7. [ ]Cardenas testified that he attempted to find and fix the leak and performed all work and other repairs in a workmanlike manner. [ ]Cardenas testified that the engine needed to be replaced and he did not bill [Browning] for all of the work he performed.
8. While the repairs were not performed as quickly as [Browning] anticipated, no evidence before the Court suggests any delays in performing the [car] repairs were intentional or negligent. In addition, while [Browning] did not expect [that] her [car] needed a new engine when she took it in for repairs related to the oil leak in February of 2024, [Browning] paid for these repairs and has not demonstrated to the Court that the repairs were not necessary.
9. As to the damage [Browning] contends occurred in [High Tech Auto's] care, [Browning] presented an estimate for repairs. However, [Browning] failed to demonstrate the fair market value of the [car] and the reasonable relationship between this value and the estimated cost of repair.
10. Based upon the evidence, the Court finds [Browning] failed to demonstrate that [High Tech Auto] improperly worked on the [car], delayed work on the [car], or that [High Tech Auto] otherwise acted negligently.
11. For these reasons, the Court finds [Browning] failed to meet her burden to prove that [High Tech Auto] committed a misconduct that constitutes a cause of action and that [Browning] suffered measurable damages as a result of the same.
(App. Vol. 2 at 6-7). Ultimately, the small claims court entered judgment in favor of High Tech Auto and against Browning.

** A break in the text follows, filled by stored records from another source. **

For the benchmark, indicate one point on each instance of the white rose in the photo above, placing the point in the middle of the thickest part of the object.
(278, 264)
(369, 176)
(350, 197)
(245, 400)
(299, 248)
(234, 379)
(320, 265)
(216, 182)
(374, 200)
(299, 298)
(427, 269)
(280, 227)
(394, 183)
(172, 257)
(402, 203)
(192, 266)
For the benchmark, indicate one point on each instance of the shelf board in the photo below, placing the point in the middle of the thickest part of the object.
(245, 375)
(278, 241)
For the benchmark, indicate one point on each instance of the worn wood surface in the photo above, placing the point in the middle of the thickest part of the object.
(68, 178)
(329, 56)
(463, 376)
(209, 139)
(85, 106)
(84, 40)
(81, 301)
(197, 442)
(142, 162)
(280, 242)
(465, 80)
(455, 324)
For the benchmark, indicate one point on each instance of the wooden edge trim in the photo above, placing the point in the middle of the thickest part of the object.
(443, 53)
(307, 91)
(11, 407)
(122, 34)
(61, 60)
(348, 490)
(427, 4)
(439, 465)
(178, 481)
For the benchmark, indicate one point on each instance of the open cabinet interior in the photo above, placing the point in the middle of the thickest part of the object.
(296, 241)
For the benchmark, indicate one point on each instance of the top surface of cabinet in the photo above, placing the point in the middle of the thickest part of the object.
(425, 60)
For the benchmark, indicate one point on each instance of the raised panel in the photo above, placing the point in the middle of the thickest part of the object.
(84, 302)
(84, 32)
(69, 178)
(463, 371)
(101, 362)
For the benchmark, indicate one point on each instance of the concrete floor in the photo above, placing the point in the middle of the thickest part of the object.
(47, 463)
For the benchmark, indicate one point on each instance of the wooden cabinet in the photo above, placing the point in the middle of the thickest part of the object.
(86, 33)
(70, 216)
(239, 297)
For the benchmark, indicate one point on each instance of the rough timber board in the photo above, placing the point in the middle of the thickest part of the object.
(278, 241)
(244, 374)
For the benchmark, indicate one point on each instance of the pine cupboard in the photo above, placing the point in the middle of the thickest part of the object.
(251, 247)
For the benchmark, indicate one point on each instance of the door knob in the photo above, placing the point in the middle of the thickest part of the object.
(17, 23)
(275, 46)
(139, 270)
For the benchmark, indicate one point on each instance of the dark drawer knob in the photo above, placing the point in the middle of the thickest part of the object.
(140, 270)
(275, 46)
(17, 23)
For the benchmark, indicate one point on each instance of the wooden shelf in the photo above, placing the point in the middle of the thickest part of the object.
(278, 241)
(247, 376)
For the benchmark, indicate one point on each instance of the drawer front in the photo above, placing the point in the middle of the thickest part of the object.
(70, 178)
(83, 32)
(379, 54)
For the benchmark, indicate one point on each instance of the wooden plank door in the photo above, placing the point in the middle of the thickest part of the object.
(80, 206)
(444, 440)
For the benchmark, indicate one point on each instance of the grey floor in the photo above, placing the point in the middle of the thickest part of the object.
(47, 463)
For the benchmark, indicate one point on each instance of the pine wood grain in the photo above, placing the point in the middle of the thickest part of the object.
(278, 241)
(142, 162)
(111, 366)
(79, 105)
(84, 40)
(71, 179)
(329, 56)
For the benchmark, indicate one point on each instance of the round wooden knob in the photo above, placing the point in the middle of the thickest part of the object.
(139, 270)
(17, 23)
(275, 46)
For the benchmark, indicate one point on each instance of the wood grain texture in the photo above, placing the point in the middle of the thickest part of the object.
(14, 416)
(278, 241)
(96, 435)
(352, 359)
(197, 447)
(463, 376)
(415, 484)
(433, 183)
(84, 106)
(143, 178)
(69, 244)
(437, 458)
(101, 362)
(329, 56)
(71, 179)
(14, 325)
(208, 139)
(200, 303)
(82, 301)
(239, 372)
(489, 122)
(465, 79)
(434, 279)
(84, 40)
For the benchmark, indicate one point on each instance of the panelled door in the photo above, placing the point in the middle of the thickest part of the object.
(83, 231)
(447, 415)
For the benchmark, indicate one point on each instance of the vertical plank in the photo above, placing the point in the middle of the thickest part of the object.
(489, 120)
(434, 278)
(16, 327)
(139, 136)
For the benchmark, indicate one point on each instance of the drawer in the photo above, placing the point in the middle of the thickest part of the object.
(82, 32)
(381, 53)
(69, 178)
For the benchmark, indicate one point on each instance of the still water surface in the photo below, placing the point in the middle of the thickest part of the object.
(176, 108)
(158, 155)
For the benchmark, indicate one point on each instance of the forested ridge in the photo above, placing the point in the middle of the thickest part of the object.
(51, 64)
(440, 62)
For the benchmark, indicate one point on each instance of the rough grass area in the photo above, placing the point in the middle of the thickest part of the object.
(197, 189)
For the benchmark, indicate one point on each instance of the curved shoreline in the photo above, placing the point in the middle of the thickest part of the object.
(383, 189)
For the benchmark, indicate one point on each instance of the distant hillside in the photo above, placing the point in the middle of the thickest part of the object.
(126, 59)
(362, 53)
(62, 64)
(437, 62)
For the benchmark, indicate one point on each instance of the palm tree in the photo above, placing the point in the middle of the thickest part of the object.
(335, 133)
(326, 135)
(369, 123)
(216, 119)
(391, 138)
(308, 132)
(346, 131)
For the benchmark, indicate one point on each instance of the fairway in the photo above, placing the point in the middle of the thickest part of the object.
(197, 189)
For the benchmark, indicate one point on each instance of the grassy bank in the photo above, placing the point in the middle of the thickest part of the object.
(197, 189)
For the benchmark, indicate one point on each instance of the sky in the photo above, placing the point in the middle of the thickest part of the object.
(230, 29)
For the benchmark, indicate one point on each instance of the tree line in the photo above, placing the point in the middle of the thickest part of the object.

[10] Browning now appeals.
Decision
[11] At the outset, we note that Browning has chosen to proceed pro se. It is well settled that pro se litigants are held to the same legal standards as licensed attorneys. Evans v. State, 809 N.E.2d 338, 344 (Ind. Ct. App. 2004), trans. denied. Thus, pro se litigants are bound to follow the established rules of procedure and must be prepared to accept the consequences of their failure to do so. Id. We will not become an advocate for a party, nor will we address arguments which are either inappropriate, too poorly developed or improperly expressed to be understood. Dridi v. Cole Kline LLC, 172 N.E.3d 361, 364 (Ind. Ct. App. 2021) (internal quotation marks omitted).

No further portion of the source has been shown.